May 15 - A victory for the city's favourite son, Liu Xiang, brought the Dunlop Shanghai Golden Grand Prix, the second of this year's Samsung Diamond League series, to a tumultuous conclusion here in front of a crowd of 30,000.
The former world and Olympic 110 metres hurdles champion lived up to all the local expectations – and apparently exceeded his own – in putting an end to the unbeaten outdoor sequence of 18 finals races established by one of the other marquee names of this meeting, David Oliver.
And Liu's time of 13.07sec became the eighth world-leading performance of the night.
Liu's new starting technique – taking seven rather than eight steps to the first hurdle – appeared to work perfectly as he took hold of the race and never let go, unleashing pandemonium as he crossed the line with his face breaking into a smile that was at least partly of relief.
His United States opponent, who was last beaten outdoors on August 31, 2009, was not so sharp at the start and never established the expected challenge to his Chinese opponent, taking second place in 13.18.
"It felt great," said Liu, who had commented beforehand that he was "not expecting to overtake" his US opponent.
"This is my first outdoor race of the season.
"I reacted the fastest from the blocks and my seven-steps start worked very well for me.
"I am very, very satisfied with the time, I wasn't quite expecting it.
"But I do not think Oliver ran his best, I think he looked a little bit nervous.
"He was not very relaxed."
Oliver, clearly dejected, put up a sporting front at the post-race press conference.
"My start was not very good," he said.
"I wish I had the answer as to why I underperformed tonight.
"I will just have to go away and train harder and be ready for my next major competition."
Liu's was the fifth clear world-leading performance of the night, the others coming from Jamaica's Kaliese Spencer in the 400m hurdles (54.20sec) and a trio of Kenyans, Brimin Kipruto in the 3000m steeplechase (8min 02.28sec), Nixon Chepseba in the 1500m (3min 31.42sec) and Vivian Cheruyiot in the 5000m (14min 31.92sec).
And there were performances equalling the world-leading mark from Finland's Tero Pitkamaki in the Javelin (85.33m), Australian Mitchell Watt in the long jump (8.44) and Croatia's Blanka Vlasic in the high jump (1.94m).
Jamaica's Asafa Powell was not among the world leaders, but performed well following his disappointing run over 200m at the Kingston meeting, winning in 9.95.
Jenny Meadows of Britain won the 800 metres with a strong display of front running, taking over the lead as the pacemaker dropped out after 600m and extending it to five metres at the line as she crossed in 2min 00.54sec.
Malika Akkaoui of Morocco was second in 2:01.45, with Poland's Angelika Cichocka third in 2:01.75.
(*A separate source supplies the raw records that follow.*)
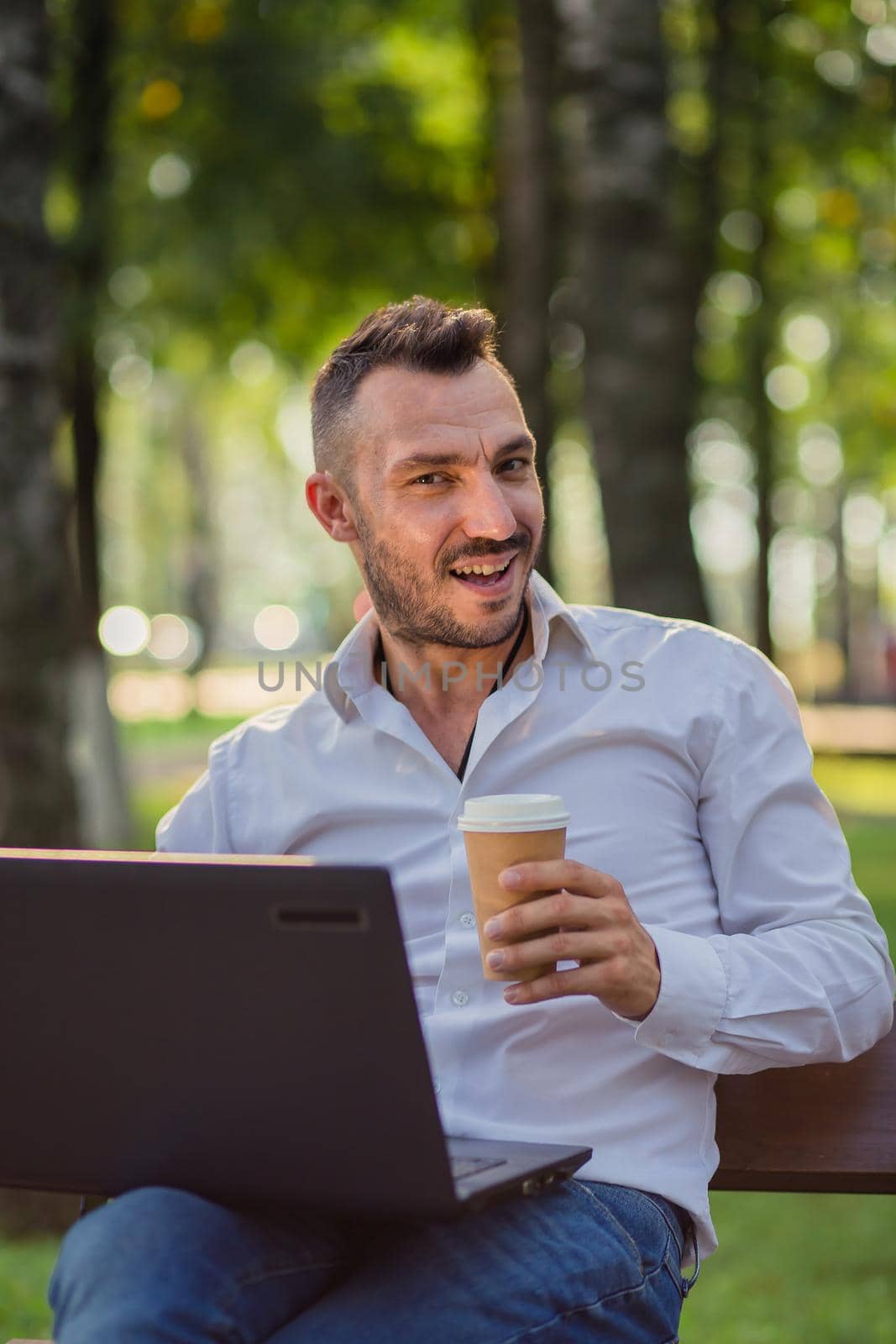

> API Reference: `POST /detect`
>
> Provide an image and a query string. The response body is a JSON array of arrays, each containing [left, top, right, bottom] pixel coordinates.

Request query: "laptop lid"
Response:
[[0, 849, 589, 1218]]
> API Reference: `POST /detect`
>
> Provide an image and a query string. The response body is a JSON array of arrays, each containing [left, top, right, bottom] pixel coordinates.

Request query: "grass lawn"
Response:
[[0, 742, 896, 1344]]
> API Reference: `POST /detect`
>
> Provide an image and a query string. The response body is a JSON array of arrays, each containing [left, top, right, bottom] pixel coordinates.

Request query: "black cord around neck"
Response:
[[375, 602, 529, 780]]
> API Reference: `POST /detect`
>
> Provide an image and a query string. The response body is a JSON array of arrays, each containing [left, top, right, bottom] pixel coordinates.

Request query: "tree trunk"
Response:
[[560, 0, 708, 621], [495, 0, 558, 583], [0, 0, 79, 848], [67, 0, 133, 849]]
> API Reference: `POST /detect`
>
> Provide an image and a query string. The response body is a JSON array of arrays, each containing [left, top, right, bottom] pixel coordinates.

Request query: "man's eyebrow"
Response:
[[387, 434, 535, 475]]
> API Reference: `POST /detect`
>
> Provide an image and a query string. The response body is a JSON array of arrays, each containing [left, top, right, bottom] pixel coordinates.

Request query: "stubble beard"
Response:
[[354, 506, 544, 649]]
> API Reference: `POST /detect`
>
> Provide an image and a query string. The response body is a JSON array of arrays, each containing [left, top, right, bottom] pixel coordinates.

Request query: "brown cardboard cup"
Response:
[[458, 793, 569, 981]]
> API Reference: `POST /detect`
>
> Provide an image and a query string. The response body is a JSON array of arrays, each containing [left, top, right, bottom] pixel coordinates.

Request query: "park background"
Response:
[[0, 0, 896, 1344]]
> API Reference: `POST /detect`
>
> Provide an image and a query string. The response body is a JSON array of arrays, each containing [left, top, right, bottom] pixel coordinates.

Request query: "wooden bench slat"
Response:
[[710, 1031, 896, 1194], [8, 1031, 896, 1344]]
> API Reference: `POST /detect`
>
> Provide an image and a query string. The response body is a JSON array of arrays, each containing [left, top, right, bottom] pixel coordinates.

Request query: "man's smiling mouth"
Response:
[[451, 555, 516, 589]]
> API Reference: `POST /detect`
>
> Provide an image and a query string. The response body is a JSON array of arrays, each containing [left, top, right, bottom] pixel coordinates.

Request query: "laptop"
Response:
[[0, 849, 592, 1221]]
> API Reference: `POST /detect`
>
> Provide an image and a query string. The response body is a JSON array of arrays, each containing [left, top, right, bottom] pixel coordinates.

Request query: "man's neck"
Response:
[[374, 607, 535, 722]]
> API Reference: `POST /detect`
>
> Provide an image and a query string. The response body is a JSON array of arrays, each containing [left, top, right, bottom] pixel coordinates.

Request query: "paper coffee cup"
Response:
[[457, 793, 569, 981]]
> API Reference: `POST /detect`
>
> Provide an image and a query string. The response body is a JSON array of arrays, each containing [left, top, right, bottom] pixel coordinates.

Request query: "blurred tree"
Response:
[[63, 0, 133, 849], [560, 0, 708, 621], [478, 0, 563, 583], [0, 0, 79, 848]]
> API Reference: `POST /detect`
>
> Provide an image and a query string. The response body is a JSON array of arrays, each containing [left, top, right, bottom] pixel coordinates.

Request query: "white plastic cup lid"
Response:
[[457, 793, 569, 832]]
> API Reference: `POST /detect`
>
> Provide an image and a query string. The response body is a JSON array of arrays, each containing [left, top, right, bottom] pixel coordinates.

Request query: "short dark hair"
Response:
[[312, 294, 515, 496]]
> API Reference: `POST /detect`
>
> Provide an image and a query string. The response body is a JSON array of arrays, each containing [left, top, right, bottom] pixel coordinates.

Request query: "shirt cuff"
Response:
[[612, 925, 728, 1064]]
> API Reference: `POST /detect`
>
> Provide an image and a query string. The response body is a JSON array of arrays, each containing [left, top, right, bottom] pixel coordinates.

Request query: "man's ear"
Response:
[[305, 472, 358, 542]]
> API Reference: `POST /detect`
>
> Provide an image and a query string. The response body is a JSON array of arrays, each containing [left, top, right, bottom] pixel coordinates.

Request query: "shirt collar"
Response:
[[324, 570, 594, 719]]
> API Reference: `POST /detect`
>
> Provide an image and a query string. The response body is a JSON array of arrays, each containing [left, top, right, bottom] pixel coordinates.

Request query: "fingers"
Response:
[[498, 858, 622, 896], [484, 891, 612, 942]]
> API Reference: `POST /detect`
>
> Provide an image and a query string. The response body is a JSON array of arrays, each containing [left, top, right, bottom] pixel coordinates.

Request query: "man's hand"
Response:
[[485, 858, 659, 1021]]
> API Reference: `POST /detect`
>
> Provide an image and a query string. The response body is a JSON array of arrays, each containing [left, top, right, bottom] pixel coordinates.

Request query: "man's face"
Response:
[[351, 361, 544, 649]]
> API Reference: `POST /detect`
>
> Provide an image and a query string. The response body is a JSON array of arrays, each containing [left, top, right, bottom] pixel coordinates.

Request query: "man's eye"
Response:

Norway's Andreas Thorkildsen experienced the highs and lows of sport in the javelin, taking the lead with a season's best of 85.12 metres, only to see his perennial rival Pitkamaki better it with the next throw of 85.33, and then having to limp out of the competition after staggering to a pained halt with a thigh problem as he prepared to release his fifth attempt of the night.
Powell had hinted that he might produce something super-fast in the 100m.
As it happened, it was only fast, but a time of 9.95sec was more than enough for him to get the job done.
"My coach told me not to push it too hard," Powell said.
Jamaica's Veronica Campbell-Brown celebrated her 29th birthday in ideal fashion as she won the 100m in 10.92, beating last year's Diamond Race winner, Carmelita Jeter of the United States, into second place in 10.95.
There was a major surprise in the men's 1500m as Kenya's Olympic champion Asbel Kiprop, who had warmed up for this race with victory in the opening Samsung Diamond League 800m race in Doha, was frustrated in his main event by the determination of countryamn Chepseba, who won in a world-leading time of 3:31.42, which was also a meeting record.
Watt produced an effort of 8.44m to win the long jump, equalling his own world-leading mark and setting a meeting record.
"I need to win a medal [at the World Championships] in Daegu [in August]," Watt said.
"8.50 is my goal this year.
"8.49 is the Australian record so that will be something special."
Vlasic, as expected, proved victorious in the women's high jump, seeing off all her rivals with a clearance of 1.94m which equalled the world-leading mark before making three failed attempts at 1.97.